Yesterday the largest organisation representing the nation's apiarists launched a stinging attack, saying there were far too many elderly, over-individualistic and out-of-touch beekeepers letting the varroa run rife.

Alan Johnson, chairman of the British Beekeepers' Association, launching the first National Varroa Week yesterday, said: ``Either they should join us and treat this threat seriously, or get out of beekeeping.''

The disease arrived in Britain in 1992, having already spread through Europe. First diagnosed in Devon, it has moved northwards through England and Wales and is now at the Scottish border. The parasite is a mite, a pin-head sized, ovoid creature with stubby legs related to spiders and scorpions. It sucks body fluids from the developing grubs, leaving the adults to become weakened and spreading viral diseases between bees.

Even the hive at London Zoo in Regent's Park, where the awareness week was launched yesterday, has the parasite - but it has been treated and is under control.

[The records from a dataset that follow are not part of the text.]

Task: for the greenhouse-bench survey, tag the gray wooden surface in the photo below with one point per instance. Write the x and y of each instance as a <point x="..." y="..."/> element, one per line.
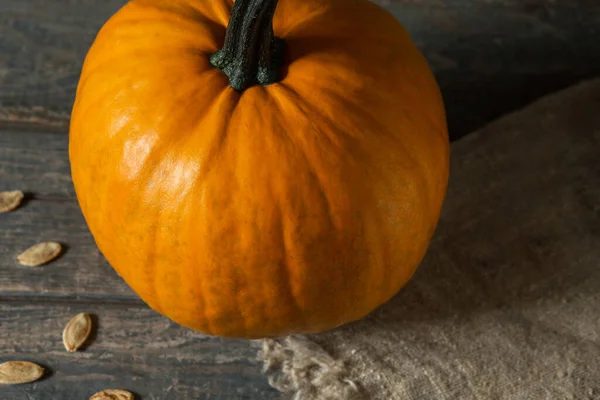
<point x="133" y="347"/>
<point x="490" y="57"/>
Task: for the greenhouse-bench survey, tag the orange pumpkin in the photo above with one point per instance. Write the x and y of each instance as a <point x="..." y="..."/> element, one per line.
<point x="279" y="173"/>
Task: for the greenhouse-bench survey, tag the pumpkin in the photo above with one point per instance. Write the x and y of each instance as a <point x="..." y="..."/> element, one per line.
<point x="259" y="168"/>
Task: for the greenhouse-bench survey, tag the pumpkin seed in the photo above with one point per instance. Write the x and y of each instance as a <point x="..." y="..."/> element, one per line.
<point x="113" y="394"/>
<point x="77" y="331"/>
<point x="10" y="200"/>
<point x="17" y="372"/>
<point x="40" y="254"/>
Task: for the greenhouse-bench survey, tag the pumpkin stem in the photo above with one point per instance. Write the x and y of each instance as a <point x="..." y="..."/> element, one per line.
<point x="252" y="54"/>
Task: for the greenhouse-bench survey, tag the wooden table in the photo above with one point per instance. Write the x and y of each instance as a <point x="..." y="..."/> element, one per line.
<point x="490" y="57"/>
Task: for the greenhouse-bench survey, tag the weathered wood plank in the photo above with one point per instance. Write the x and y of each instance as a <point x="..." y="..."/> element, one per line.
<point x="133" y="349"/>
<point x="37" y="163"/>
<point x="490" y="56"/>
<point x="81" y="272"/>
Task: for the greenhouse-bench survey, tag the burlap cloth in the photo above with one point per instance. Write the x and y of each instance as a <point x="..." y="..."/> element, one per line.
<point x="506" y="304"/>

Once the mite builds up a large population it can wipe out a hive. The surviving adults then abandon ship and fly off carrying mites which can infect other colonies.

More than honey is at stake, since both wild and kept honeybees are among the most important pollinators of crops and wildflowers.

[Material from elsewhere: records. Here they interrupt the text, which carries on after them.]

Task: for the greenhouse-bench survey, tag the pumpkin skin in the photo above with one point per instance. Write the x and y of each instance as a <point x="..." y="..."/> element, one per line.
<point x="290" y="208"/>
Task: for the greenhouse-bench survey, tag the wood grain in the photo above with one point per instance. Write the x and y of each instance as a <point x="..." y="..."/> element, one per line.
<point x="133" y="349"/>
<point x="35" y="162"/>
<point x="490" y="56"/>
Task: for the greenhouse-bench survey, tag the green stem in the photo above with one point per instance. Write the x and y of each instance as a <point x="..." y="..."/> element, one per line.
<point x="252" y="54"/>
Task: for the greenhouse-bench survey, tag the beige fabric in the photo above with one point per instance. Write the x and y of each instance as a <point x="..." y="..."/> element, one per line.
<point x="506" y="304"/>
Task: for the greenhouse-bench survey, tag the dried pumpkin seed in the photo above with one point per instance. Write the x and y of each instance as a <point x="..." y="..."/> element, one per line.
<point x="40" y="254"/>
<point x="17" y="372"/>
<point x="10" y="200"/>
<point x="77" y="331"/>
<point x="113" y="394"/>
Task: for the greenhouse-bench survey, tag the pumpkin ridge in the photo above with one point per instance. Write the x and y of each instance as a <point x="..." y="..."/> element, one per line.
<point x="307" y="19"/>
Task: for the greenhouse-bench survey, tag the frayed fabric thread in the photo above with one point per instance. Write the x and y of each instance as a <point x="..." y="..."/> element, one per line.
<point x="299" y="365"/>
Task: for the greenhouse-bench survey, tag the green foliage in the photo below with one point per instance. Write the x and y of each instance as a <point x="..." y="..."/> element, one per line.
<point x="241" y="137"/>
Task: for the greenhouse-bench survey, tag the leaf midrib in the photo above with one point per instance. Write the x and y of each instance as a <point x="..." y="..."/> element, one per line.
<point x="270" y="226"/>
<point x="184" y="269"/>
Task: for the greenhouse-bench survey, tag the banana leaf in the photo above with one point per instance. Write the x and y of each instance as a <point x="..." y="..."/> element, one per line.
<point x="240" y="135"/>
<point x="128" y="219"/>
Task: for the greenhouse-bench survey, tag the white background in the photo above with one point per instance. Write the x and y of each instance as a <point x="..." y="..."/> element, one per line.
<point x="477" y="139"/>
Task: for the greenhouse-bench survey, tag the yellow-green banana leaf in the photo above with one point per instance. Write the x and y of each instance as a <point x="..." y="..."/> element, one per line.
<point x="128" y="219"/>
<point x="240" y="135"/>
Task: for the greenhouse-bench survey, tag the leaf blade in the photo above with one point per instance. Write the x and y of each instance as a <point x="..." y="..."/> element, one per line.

Mr Johnson said that when the disease was raging through Hampshire around 18 months ago nearly three-quarters of all colonies were lost. Local growers of strawberries, raspberries and apples and pears noticed a distinct decline in their crop.

Only one anti-varroa veterinary product is licensed by the government for use in Britain. Not surprisingly its manufacturer, Bayer, was keen to promote the awareness week yesterday.

The treatment consists of plastic strips impregnated with a pesticide hung in the hive which wipes out the mite but not the bee. The association wants its members to use the product, strictly according to instructions, in order to minimise the parasite's spread.

But most of the nation's 35,000 beekeepers, who mostly do it as a hobby, do not belong and many are elderly. In Britain 4,000 bee-keepers have notified the government of infection so far.